In a film that so intricately explores motherhood through multiple mother-daughter relationships, does the title refer to a specific relationship? Let’s take a look at the significance of the title of ‘The Lost Daughter.’ SPOILERS AHEAD.
What Does The Lost Daughter Title Mean?
The narrative opens with Leda on vacation on a Greek island, and the very first callback to the film’s title occurs fairly soon. On one of her first mornings at the beach, Leda notices Nina and her family frantically searching for the latter’s young daughter, Elena. Eventually, Leda finds Elena playing nearby and brings the child back to her mother, thus forming a friendship between Nina and Leda. However, this also leads Leda to steal Elena’s stuffed toy, which introduces a dark, psychological tone to the film that gets steadily more prominent.
Thus, one of the film’s first turning points occurs because of Nina’s “lost” daughter. The fact that Leda is quickly reminded of briefly losing her own daughter, Bianca, at the beach many years ago also hints that the initial connection between Leda and Nina is because they both lost their daughters. This also extends to the film’s overarching theme as the narrative continues to make parallels between Nina and (young) Leda as mothers.
One of the protagonist’s major sources of guilt, as it becomes clear later, is the fact that she abandoned her daughters for three years when they were five and seven years old.

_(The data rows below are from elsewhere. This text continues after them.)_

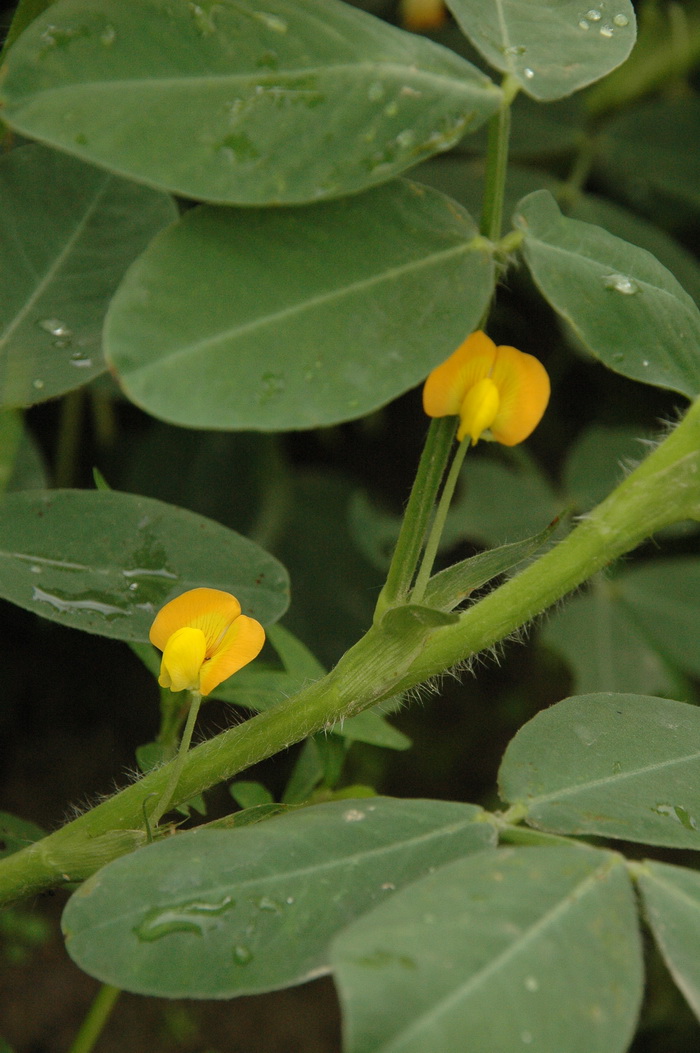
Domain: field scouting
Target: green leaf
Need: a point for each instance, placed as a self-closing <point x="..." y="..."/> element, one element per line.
<point x="650" y="151"/>
<point x="619" y="766"/>
<point x="16" y="833"/>
<point x="214" y="913"/>
<point x="104" y="561"/>
<point x="497" y="952"/>
<point x="672" y="904"/>
<point x="663" y="597"/>
<point x="67" y="233"/>
<point x="604" y="646"/>
<point x="452" y="585"/>
<point x="551" y="48"/>
<point x="623" y="305"/>
<point x="339" y="308"/>
<point x="226" y="103"/>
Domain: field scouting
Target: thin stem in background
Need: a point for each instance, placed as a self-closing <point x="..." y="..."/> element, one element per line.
<point x="439" y="522"/>
<point x="97" y="1016"/>
<point x="414" y="528"/>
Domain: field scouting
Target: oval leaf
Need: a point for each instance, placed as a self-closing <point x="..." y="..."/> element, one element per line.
<point x="619" y="766"/>
<point x="624" y="306"/>
<point x="211" y="914"/>
<point x="227" y="103"/>
<point x="67" y="233"/>
<point x="551" y="48"/>
<point x="295" y="318"/>
<point x="504" y="950"/>
<point x="104" y="561"/>
<point x="672" y="905"/>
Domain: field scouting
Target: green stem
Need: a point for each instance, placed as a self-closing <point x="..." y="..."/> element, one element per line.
<point x="68" y="438"/>
<point x="497" y="159"/>
<point x="662" y="490"/>
<point x="98" y="1015"/>
<point x="412" y="535"/>
<point x="168" y="793"/>
<point x="439" y="522"/>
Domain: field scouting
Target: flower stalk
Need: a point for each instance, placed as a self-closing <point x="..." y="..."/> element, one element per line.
<point x="662" y="490"/>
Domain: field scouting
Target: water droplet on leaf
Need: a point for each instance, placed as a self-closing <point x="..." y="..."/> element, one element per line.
<point x="193" y="917"/>
<point x="242" y="954"/>
<point x="620" y="283"/>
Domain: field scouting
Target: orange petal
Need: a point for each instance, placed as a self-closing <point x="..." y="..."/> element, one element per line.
<point x="241" y="643"/>
<point x="478" y="410"/>
<point x="182" y="659"/>
<point x="523" y="385"/>
<point x="446" y="386"/>
<point x="210" y="610"/>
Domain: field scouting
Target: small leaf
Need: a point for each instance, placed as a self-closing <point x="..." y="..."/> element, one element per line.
<point x="226" y="103"/>
<point x="672" y="905"/>
<point x="213" y="913"/>
<point x="500" y="951"/>
<point x="551" y="48"/>
<point x="104" y="561"/>
<point x="624" y="306"/>
<point x="452" y="585"/>
<point x="618" y="766"/>
<point x="339" y="308"/>
<point x="67" y="233"/>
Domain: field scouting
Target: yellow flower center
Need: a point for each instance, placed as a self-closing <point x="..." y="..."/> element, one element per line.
<point x="182" y="659"/>
<point x="478" y="410"/>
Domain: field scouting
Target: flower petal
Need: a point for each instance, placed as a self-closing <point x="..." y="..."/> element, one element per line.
<point x="479" y="410"/>
<point x="241" y="643"/>
<point x="182" y="659"/>
<point x="523" y="385"/>
<point x="210" y="610"/>
<point x="447" y="384"/>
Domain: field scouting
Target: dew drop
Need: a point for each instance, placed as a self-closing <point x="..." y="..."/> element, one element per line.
<point x="242" y="954"/>
<point x="185" y="917"/>
<point x="80" y="361"/>
<point x="353" y="815"/>
<point x="270" y="905"/>
<point x="55" y="326"/>
<point x="272" y="386"/>
<point x="620" y="283"/>
<point x="273" y="22"/>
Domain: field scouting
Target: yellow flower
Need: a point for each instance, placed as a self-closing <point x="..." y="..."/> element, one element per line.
<point x="501" y="392"/>
<point x="204" y="639"/>
<point x="422" y="15"/>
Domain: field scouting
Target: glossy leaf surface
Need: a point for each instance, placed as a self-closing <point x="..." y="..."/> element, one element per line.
<point x="295" y="318"/>
<point x="672" y="902"/>
<point x="497" y="952"/>
<point x="67" y="233"/>
<point x="214" y="913"/>
<point x="614" y="765"/>
<point x="104" y="561"/>
<point x="551" y="48"/>
<point x="623" y="305"/>
<point x="228" y="103"/>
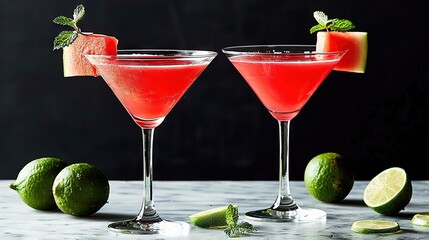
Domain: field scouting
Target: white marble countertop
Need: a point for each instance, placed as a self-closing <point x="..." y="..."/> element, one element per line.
<point x="176" y="200"/>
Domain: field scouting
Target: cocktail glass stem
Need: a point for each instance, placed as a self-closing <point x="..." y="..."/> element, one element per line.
<point x="148" y="212"/>
<point x="284" y="199"/>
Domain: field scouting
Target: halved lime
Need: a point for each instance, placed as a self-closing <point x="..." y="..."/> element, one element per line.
<point x="388" y="192"/>
<point x="421" y="219"/>
<point x="375" y="226"/>
<point x="211" y="218"/>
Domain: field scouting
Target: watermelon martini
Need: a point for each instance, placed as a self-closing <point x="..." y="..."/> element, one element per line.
<point x="284" y="77"/>
<point x="149" y="83"/>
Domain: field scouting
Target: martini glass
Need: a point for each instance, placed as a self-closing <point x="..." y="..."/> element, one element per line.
<point x="149" y="83"/>
<point x="283" y="77"/>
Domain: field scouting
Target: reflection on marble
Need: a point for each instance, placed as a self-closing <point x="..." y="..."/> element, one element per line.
<point x="176" y="200"/>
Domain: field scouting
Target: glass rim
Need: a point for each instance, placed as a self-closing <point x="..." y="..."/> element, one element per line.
<point x="260" y="49"/>
<point x="155" y="54"/>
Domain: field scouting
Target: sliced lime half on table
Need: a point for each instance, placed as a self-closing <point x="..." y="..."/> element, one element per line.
<point x="375" y="226"/>
<point x="211" y="218"/>
<point x="389" y="192"/>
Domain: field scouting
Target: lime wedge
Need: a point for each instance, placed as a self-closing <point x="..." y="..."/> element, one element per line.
<point x="212" y="218"/>
<point x="421" y="219"/>
<point x="388" y="192"/>
<point x="375" y="226"/>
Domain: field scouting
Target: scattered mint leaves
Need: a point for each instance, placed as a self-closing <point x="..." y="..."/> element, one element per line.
<point x="65" y="38"/>
<point x="338" y="25"/>
<point x="235" y="228"/>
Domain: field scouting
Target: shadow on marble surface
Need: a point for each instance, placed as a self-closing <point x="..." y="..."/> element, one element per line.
<point x="109" y="216"/>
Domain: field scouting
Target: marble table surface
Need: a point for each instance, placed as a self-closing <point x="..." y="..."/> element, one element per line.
<point x="176" y="200"/>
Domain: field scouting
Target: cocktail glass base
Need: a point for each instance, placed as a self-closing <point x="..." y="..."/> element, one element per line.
<point x="296" y="215"/>
<point x="163" y="227"/>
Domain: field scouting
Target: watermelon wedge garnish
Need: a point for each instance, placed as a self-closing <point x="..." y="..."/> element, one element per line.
<point x="356" y="44"/>
<point x="76" y="44"/>
<point x="74" y="61"/>
<point x="334" y="35"/>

This is something that Leda cannot get over, and the film’s title also seems to hint at how Leda essentially “lost” her daughters. Leda feels immense regret for not being there for her daughters, which eventually takes her down a dark path.
Much like its ending, the film’s title is ambiguous yet fitting. The “lost daughter” could also refer to Leda herself as it is hinted that she had a painful childhood (which remains largely unexplored in the narrative). When her husband threatens to take their daughters to her mother’s house, Leda refers to the place as a “shithole” and claims that she doesn’t want her daughters there.
Leda’s painful childhood could be one of the reasons she carries the guilt of not being there for her own daughters. Thus, the title of ‘The Lost Daughter’ could very well refer to the protagonist, who is herself a “lost daughter” with a painful childhood. If the theme of the mother being a “lost daughter” is widened, we can also imagine the film’s title referring to Nina, who seems almost as overwhelmed as (young) Leda by the constant demands of motherhood.
‘The Lost Daughter’ is a film that explores multiple aspects of motherhood and introduces audiences to two young mothers and their respective daughters. The movie’s title fits many pivotal situations seen therein and is likely meant to have multiple meanings. In the end, the title seemingly attempts to encompass the vast gamut of emotions that the film explores by staying relatively ambiguous yet connected to the film’s central relationships.